1. Il luogo della convalescenza di Alessandra esiste realmente e si trova nel centro nella penisola di Izu, famosa per le sue sorgenti termali raccolte fra le montagne scavate da numerosi fiumi come il Kano e ricca di cascate come le famose sette cascate di Kawazu, che hanno ispirato anche il romanzo La ballerina di Izu del premio Nobel Yasunari Kawabata.
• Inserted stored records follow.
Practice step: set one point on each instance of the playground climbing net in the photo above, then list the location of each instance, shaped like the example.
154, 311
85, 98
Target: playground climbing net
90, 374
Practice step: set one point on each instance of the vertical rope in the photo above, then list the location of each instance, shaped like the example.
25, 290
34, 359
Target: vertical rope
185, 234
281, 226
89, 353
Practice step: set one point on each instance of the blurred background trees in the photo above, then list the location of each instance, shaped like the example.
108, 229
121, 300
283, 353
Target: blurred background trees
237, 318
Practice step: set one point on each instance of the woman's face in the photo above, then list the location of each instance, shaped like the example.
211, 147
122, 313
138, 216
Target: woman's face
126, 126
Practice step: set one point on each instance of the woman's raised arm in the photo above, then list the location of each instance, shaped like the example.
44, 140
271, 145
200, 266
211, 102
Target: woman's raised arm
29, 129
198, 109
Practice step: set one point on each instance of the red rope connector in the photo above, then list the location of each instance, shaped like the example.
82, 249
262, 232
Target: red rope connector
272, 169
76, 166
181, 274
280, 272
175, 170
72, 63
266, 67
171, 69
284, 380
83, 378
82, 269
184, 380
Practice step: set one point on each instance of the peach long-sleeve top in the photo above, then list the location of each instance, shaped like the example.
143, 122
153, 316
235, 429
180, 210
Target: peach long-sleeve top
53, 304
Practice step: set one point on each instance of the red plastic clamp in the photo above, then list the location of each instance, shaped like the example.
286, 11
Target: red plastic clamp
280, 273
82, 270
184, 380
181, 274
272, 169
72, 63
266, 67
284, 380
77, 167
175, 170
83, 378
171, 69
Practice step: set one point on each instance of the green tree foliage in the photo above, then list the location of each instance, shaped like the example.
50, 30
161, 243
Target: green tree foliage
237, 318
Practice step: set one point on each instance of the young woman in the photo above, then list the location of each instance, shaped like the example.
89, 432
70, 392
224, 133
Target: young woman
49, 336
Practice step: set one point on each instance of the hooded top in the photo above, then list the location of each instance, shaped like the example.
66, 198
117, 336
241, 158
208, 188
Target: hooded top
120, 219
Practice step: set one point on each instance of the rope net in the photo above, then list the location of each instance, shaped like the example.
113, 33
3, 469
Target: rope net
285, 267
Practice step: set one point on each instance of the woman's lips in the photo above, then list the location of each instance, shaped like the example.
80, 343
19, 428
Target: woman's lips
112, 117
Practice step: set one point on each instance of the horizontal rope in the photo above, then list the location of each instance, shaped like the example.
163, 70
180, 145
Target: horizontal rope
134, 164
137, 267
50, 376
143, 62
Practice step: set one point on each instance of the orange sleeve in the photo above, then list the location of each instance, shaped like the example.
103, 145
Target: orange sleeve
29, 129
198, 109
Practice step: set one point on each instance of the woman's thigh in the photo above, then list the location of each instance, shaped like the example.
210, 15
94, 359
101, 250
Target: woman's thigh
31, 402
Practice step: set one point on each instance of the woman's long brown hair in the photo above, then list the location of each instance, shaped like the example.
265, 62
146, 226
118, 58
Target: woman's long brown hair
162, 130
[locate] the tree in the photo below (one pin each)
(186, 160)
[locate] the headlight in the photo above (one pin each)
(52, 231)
In particolare, la noka dove vive Alessandra si trova nelle vicinanze di Izu-Nagaoka, oggi rinonama stazione termale ma in epoca Sengoku luogo ancora disabitato, nel centro nord del paese, fra le colline di Genjiyama e il monte Kutsuragi. La panoramica mentale di Sesshomaru prende avvio più a sud, da Yugashima per la precisione, sulle rive del Kano che disegna una valle di magnifico splendore risalendo verso il monte Daruma.

 

2. La figura di Ryoshi (il nome è formato da ryou che significa drago e shi che corrisponde a viola; quindi: drago viola) è liberamente ispirata a quella di Habaek del (personalmente) meravglioso manwha La sposa di Habaek. Riconosco che da parte mia è un azzardo introdurre, a due capitoli dalla fine, un personaggio totalmente nuovo che non ho la possibilità di approfondire ulteriormente in modo particolare. E, a voler esser sinceri, Ryoshi non era previsto, all’inizio. Ma è nato per necessità e ormai ha raggiunto, nell’economia narrativa, un ruolo fondamentale (per il futuro). É anche un piccolo gioco: perchè Ryoshi è legato all’acqua, che per tradizione è elemento femminile. Acqua maschile, quasi. Ma Ryoshi è particolare: è un bambino, è un ragazzo, è un uomo. E non è umano; non è youkai. É un mizuchi, una creatura diversa da Sesshomaru. Per percezione e capacità di comprendere i ningen; ed è –importante- più antico di Sesshomaru e degli youkai stessi.

 

3. Può sembrare un particolare pedante e senza preciso valore, ma ci tenevo a questa precisazione. Nel paragrafo conclusivo Sesshomaru non si spoglia e non spoglia completamente Alessandra. Una sciocchezza, direte. Una scelta. No, in verità. Perchè, mi sono documentata, è nella tradizione orientale la seduzione e l’amore non si esprimono nel nudo. Analizzando le stampe, le ukiyo-e e le immagini erotiche della tradizione nipponica è da rilevare come il nudo non compaia mai. L’erotismo si esprime attraverso l’allusione, il gioco di svelamento-copertura, anche nel rapporto più intimo. La mancata nudità totale di Sesshomaru e Alessandra, di conseguenza, non è un mio vezzo, ma ha un suo preciso perchè, culturale e sessuale.